In terms of the valley and the peak value, INTE-BANK and INTE-FUND do not differ much, and they both show similar periodic changes. The maximum and minimum values of BANK-FUND differ in a tiny order of magnitude. Due to the massive scale of INTE and the wide range of products covered, it will have a greater correlation with BANK and FUND in certain time periods, and the probability of having the same or opposite change in returns is high. In terms of volatility (standard deviation), BANK-FUND fluctuates very smoothly, while the difference of standard deviation between INTE-BANK and INTE-FUND is 0.03, indicating that the fluctuation degree of INTE-BANK is the largest, followed by INTE-FUND. The sequence diagrams (Figures 911) also show that INTE-BANK and INTE-FUND have been in a state of greater volatility, indicating that the FUND and BANK yields maintain a weak positive correlation, and the positive or negative relationship between the INTE and other IMFs yields change over time.

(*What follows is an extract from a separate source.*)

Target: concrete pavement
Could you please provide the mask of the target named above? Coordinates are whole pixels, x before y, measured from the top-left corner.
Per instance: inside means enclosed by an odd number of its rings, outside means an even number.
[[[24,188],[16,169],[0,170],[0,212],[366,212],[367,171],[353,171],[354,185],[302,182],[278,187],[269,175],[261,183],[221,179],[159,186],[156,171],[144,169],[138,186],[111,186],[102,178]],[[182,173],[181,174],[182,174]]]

In summary, from January 31, 2016, to January 31, 2020, the INTE-BANK and the INTE-FUND show a significant positive correlation in most of the trading time. As a whole, the dependence relationship fluctuates a lot, and those IMFs’ profits and losses are synchronous. Among them, the BANK-FUND maintains a positive correlation during the trading process, and its degree of fluctuation is almost zero, which means that the trend of dependence and association between them is the most stable.

6. Conclusions

Our research selected 15 IMFs for empirical analysis. The C-vine copula model was chosen to analyze the dependence structure of INTE, BANK, and FUND. Then the time-varying t-copula model was introduced to calculate the risk spillover between them. The conclusions obtained are as follows.

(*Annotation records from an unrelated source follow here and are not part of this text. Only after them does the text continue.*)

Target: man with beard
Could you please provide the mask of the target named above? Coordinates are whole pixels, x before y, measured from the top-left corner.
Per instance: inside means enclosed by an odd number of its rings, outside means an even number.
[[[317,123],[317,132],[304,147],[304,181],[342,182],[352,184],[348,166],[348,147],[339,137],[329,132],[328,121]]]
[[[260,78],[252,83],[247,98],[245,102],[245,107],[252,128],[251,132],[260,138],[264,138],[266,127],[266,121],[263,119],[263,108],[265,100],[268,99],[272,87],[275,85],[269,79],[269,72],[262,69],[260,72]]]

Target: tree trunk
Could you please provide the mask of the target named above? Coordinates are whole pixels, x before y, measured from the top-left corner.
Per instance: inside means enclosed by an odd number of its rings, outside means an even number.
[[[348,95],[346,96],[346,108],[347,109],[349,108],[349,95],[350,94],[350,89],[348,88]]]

Firstly, there is a well-defined risk dependence structure among INTE, BANK, and FUND. Secondly, risk spillovers do exist among the IMFs, their risk spillovers are similar in periodicity, and the risk spillover among different categories has directionality. Thirdly, both INTE-BANK and INTE-FUND show positive correlation in most trading time and both fluctuate a lot, while BANK-FUND has maintained a significant positive correlation during the trading process and has a more stable dependence relationship.

This research sheds some light on the research on the dependence structure and risk spillover of IMFs, and the findings imply that investors should clearly understand that no IMFs can guarantee an absolute return. They should pay attention to the return scale and various risk indicators of IMFs. And investors can further optimize their investment portfolios based on the risk dependence relationship between different IMFs.

Still, there are some limitations to this research. For instance, as we used 15 IMFs for the sample, further expansion of the sample size would be considered to obtain more accurate research results. In addition, we used the C-vine copula and D-vine copula in the empirical test, and we would take more copula functions into account in future research and select the best fitting copula model.

Data Availability

All data used to support the findings of this study are downloaded from the Wind database, and the data used to support the findings of this study are available from the corresponding author upon request.

Conflicts of Interest

The authors declare that there are no conflicts of interest regarding the publication of this research.

Acknowledgments

This research was supported by the National Natural Science Foundation of China (11271007), Shandong Provincial Natural Science Foundation of China (ZR2018BG002), Talent Introduction Fund of Shandong University of Science and Technology (2017RCJJ066), and Shandong Humanities and Social Sciences (19-ZC-JJ-08). In addition, the authors would like to thank Xuan Miao and Zuyu Liu for their help in this research.